Calculate proportional slices and layer attributes
Sometimes scanning an interval with time-slices just doesn’t cut it. Learn how to create iso-proportional horizons through a reservoir interval and extract any attribute you need!
This example is from the Monodon Basin in NW Australia. We have a clear structural trap bounded by faults to the East and West, overlaid by a thick Tertiary shale package. A top and base horizon has been picked for the reservoir with some bright amplitude events showing. From background geology and visible bright spots it’s likely there are channels within this interval and we want to identify them.
By proportionally flattening the interval we can visualise amplitudes along flattened slices. This is great for viewing amplitudes but not so useful for windowed attributes such as RMS. We can tackle this by creating a set of proportional horizons based on the bounding horizons.
Start by creating a new Flattener process in the Process Tab.
- Name the process, click OK.
- Click the blue "+" button to add layers.
- Add Top and Base horizons.
- Set Conformability to Proportional.
- In IL/CL View, switch the domain to the newly created flattened domain.
Tip: For the speed freaks out there, you can right click on the base horizon and select Flatten BaseRes. A flattener process will be created with the domain automatically switched to Flat: BaseRes. Jump over to the control panel to add the top horizon and set the conformability.

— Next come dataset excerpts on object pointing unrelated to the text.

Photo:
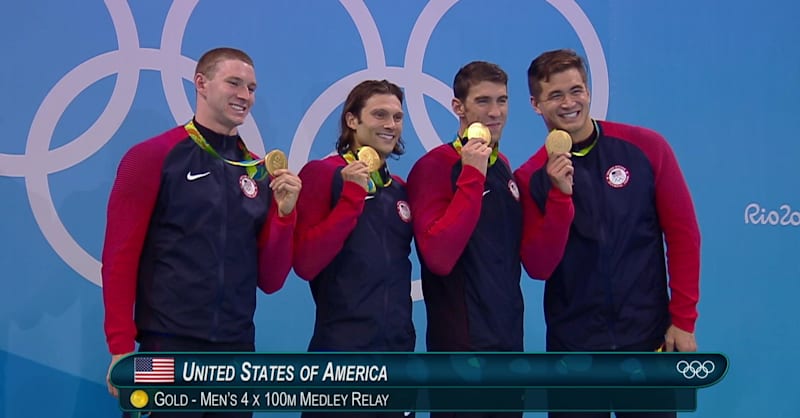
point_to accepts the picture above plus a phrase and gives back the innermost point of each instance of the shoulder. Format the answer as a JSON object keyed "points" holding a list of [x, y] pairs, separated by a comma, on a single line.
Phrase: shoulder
{"points": [[646, 139], [157, 147]]}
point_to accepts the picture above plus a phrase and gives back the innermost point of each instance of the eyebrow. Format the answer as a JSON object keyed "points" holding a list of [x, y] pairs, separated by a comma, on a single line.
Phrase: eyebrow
{"points": [[505, 96]]}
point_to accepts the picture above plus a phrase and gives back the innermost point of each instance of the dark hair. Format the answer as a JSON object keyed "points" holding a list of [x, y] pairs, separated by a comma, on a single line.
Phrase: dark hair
{"points": [[475, 72], [355, 103], [552, 62], [207, 65]]}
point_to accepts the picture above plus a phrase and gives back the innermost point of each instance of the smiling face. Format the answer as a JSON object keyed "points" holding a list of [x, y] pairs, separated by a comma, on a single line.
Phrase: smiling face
{"points": [[564, 103], [225, 95], [487, 103], [379, 124]]}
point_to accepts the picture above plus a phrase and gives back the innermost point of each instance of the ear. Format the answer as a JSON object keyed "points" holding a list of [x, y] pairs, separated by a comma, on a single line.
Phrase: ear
{"points": [[352, 120], [535, 105], [200, 82], [458, 107]]}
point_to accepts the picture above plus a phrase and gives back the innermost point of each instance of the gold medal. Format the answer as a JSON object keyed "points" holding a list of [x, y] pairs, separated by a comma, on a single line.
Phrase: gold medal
{"points": [[370, 157], [558, 142], [477, 130], [139, 398], [275, 160]]}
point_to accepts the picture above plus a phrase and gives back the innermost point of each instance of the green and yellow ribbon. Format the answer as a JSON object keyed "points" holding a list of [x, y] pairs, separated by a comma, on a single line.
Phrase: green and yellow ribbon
{"points": [[255, 168], [375, 178]]}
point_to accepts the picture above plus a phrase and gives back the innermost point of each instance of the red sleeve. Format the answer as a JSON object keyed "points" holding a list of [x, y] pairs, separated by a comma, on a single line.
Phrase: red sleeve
{"points": [[678, 221], [130, 205], [544, 235], [443, 220], [275, 249], [322, 230]]}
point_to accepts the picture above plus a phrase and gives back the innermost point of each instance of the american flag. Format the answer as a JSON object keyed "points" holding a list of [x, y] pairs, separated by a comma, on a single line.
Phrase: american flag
{"points": [[153, 370]]}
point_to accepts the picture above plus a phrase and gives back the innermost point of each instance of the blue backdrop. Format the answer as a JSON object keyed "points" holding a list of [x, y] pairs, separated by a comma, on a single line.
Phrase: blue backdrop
{"points": [[83, 81]]}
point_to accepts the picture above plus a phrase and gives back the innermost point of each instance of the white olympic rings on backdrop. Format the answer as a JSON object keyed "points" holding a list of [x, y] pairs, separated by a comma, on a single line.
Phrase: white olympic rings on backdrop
{"points": [[130, 59]]}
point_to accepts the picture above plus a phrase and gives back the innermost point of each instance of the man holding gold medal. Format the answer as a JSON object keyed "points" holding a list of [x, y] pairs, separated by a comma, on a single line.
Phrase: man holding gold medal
{"points": [[468, 222], [353, 235], [195, 224], [609, 286]]}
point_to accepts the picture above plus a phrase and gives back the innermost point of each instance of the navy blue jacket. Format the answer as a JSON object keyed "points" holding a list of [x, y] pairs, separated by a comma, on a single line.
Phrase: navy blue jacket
{"points": [[354, 248], [468, 231], [609, 292]]}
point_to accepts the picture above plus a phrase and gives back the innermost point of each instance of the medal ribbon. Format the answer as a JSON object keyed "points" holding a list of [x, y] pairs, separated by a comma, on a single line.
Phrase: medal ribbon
{"points": [[375, 178], [256, 169], [459, 142]]}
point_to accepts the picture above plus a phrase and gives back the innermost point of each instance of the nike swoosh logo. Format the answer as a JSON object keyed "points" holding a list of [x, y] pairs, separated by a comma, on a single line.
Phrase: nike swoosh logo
{"points": [[193, 177]]}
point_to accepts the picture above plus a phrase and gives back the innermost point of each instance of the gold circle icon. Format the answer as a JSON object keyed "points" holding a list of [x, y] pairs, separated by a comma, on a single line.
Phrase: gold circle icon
{"points": [[139, 398], [370, 157], [477, 130], [275, 160], [558, 142]]}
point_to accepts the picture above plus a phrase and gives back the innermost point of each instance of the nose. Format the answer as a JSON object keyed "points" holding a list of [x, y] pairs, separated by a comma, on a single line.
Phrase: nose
{"points": [[391, 123], [494, 110], [244, 92]]}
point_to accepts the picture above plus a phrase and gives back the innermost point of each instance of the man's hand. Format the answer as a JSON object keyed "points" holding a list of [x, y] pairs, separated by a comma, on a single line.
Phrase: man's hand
{"points": [[677, 339], [285, 188], [561, 171], [476, 153], [114, 359], [357, 172]]}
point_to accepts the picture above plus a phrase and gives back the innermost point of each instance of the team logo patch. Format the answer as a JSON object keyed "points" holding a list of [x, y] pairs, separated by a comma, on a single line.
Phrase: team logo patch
{"points": [[617, 176], [249, 186], [512, 187], [404, 211]]}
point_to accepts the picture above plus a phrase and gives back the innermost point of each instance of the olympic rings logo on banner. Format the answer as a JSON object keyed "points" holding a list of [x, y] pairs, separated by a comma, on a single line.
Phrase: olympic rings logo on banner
{"points": [[695, 368]]}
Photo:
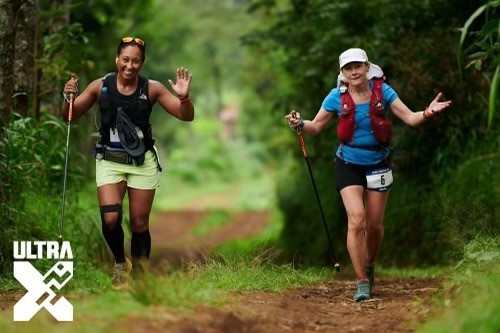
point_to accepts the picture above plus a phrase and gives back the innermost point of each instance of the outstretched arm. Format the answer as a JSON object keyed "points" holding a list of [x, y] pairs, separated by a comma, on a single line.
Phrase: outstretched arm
{"points": [[417, 118], [311, 127], [82, 102], [180, 107]]}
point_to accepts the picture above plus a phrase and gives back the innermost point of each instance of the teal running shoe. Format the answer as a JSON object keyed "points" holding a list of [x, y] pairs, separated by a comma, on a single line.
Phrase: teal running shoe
{"points": [[362, 291], [370, 274]]}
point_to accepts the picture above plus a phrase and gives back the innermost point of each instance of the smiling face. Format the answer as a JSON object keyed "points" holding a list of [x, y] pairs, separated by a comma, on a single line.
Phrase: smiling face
{"points": [[129, 61], [355, 72]]}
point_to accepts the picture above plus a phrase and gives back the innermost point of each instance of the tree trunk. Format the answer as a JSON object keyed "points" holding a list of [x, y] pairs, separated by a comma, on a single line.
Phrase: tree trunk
{"points": [[24, 62], [8, 24]]}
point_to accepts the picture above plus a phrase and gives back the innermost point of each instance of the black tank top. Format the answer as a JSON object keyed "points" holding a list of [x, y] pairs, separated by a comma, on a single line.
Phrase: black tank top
{"points": [[136, 106]]}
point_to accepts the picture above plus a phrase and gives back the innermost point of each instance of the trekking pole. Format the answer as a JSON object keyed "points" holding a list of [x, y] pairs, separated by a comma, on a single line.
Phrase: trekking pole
{"points": [[70, 116], [304, 152]]}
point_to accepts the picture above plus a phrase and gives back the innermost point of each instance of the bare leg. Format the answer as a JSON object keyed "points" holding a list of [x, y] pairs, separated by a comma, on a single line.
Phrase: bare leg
{"points": [[352, 196], [110, 198], [375, 207], [140, 203]]}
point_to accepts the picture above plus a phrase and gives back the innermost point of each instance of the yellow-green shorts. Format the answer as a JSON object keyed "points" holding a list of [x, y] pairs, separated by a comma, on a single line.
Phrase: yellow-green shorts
{"points": [[143, 177]]}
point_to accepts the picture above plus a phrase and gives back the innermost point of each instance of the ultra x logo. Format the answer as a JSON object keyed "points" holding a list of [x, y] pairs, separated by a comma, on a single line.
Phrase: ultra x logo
{"points": [[42, 288]]}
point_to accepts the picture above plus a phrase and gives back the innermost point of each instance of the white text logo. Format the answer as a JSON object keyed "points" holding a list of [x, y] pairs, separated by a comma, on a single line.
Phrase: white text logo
{"points": [[42, 288]]}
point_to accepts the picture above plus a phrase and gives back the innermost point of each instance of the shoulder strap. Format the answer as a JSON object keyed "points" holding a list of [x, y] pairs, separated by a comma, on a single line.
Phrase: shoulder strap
{"points": [[346, 102]]}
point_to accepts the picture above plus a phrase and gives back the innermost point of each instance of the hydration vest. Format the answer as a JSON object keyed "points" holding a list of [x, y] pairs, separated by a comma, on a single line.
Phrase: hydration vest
{"points": [[380, 124], [136, 106]]}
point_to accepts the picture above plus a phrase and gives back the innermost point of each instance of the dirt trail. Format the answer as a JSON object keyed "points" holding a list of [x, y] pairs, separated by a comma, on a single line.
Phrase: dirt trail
{"points": [[398, 304]]}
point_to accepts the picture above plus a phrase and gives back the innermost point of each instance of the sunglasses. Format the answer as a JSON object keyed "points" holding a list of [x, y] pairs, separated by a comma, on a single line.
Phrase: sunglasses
{"points": [[138, 41]]}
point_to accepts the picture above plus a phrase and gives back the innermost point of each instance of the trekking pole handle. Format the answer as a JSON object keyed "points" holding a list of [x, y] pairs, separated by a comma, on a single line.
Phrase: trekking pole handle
{"points": [[71, 101], [299, 136]]}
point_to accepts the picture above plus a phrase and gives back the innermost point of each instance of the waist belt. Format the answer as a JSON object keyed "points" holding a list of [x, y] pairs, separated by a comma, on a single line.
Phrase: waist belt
{"points": [[102, 152], [376, 147], [117, 156]]}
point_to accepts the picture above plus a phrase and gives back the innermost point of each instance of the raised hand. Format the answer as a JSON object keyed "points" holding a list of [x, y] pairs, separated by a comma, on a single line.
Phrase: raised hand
{"points": [[181, 86], [437, 106]]}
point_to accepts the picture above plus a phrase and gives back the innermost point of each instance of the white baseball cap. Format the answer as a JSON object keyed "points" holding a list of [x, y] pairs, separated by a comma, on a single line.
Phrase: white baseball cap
{"points": [[352, 55]]}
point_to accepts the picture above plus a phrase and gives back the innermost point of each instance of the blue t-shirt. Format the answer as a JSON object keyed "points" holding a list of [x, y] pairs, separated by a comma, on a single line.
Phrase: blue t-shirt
{"points": [[362, 132]]}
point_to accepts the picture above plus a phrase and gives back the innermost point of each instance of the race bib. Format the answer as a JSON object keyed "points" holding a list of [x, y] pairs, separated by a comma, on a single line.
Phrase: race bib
{"points": [[379, 179]]}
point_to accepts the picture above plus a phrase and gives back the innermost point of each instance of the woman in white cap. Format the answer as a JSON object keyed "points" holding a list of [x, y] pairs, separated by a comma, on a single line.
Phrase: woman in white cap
{"points": [[126, 159], [362, 166]]}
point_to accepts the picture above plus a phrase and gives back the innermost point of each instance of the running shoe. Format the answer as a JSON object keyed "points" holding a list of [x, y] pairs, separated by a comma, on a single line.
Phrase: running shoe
{"points": [[121, 273], [370, 274], [362, 291]]}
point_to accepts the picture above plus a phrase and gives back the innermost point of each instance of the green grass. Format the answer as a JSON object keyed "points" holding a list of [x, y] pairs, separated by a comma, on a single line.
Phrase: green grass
{"points": [[470, 301], [211, 221]]}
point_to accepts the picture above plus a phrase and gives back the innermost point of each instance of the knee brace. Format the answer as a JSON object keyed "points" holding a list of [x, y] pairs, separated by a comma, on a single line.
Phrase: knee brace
{"points": [[116, 208]]}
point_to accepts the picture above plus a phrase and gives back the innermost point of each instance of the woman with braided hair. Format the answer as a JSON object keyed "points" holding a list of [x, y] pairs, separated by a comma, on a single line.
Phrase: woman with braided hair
{"points": [[126, 159], [363, 170]]}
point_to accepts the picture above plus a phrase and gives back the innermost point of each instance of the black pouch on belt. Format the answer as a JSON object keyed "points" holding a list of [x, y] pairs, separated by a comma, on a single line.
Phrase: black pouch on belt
{"points": [[118, 157]]}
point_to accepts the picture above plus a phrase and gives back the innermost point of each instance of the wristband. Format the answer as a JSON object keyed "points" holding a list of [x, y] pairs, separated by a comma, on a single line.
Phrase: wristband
{"points": [[300, 126], [184, 99], [426, 117], [66, 97]]}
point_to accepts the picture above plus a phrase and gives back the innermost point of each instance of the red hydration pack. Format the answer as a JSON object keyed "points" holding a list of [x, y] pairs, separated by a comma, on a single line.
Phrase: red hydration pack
{"points": [[380, 124]]}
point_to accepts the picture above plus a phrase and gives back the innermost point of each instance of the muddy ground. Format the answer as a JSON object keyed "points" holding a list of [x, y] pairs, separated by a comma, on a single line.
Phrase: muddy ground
{"points": [[398, 304]]}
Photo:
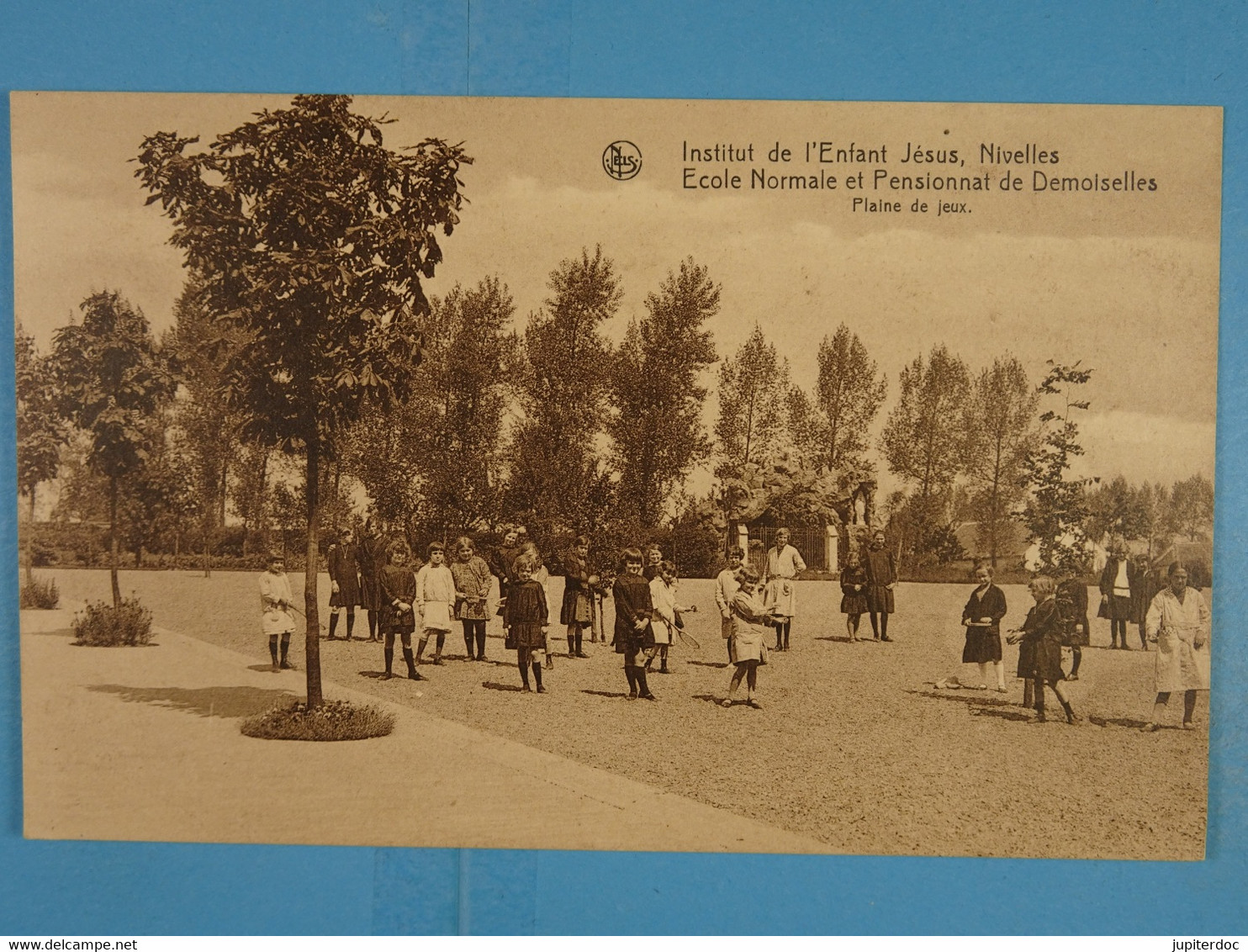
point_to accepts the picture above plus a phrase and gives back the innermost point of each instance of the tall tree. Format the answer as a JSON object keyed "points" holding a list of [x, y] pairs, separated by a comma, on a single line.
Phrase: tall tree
{"points": [[923, 441], [111, 382], [205, 346], [753, 405], [435, 458], [1000, 432], [1056, 510], [1117, 508], [850, 392], [1191, 508], [314, 239], [562, 381], [655, 394], [40, 430]]}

This reconstructs the depositional environment by flattening the section to the top and base horizon. The data is proportionally stretched and squeezed over the interval.
We can now view stratigraphic slices through the data, but to extract attributes we need a series of horizons.
- In the Map View, choose the Operations tab.
- Choose the operation Horizon Maths.
- Add the top and base horizons as horizon inputs (h1, h2).
- Use the formula: (h2-h1) * 0.25 + h1
- This creates a proportional horizon a quarter of the distance from the top to the base horizon.
- Click Calculate and save the result.
- Repeat this twice more using: (h2-h1) * 0.50 + h1 and (h2-h1) * 0.75 + h1.
We can build as many horizons as necessary using this formula.
This is the unflattened data.
This is the flattened data. Our seismic data is proportionally stretched between the top and base horizon interval. With these proportional horizons we can look at more than just amplitude extractions - we can easily evaluate interval properties around the proportional horizons, or between the proportional layers.
This is perfect for investigating RMS and Peak or Trough amplitudes.
See our video on Amplitude Extraction & Horizon Attributes for more details on how to extract amplitudes to a horizon. Also, check out the online manual for details on amplitude extraction and calculating attributes between horizons.
RMS extractions at 0 above to 20 below at horizons progressively deep in the interval. Notice the channel networks popping out.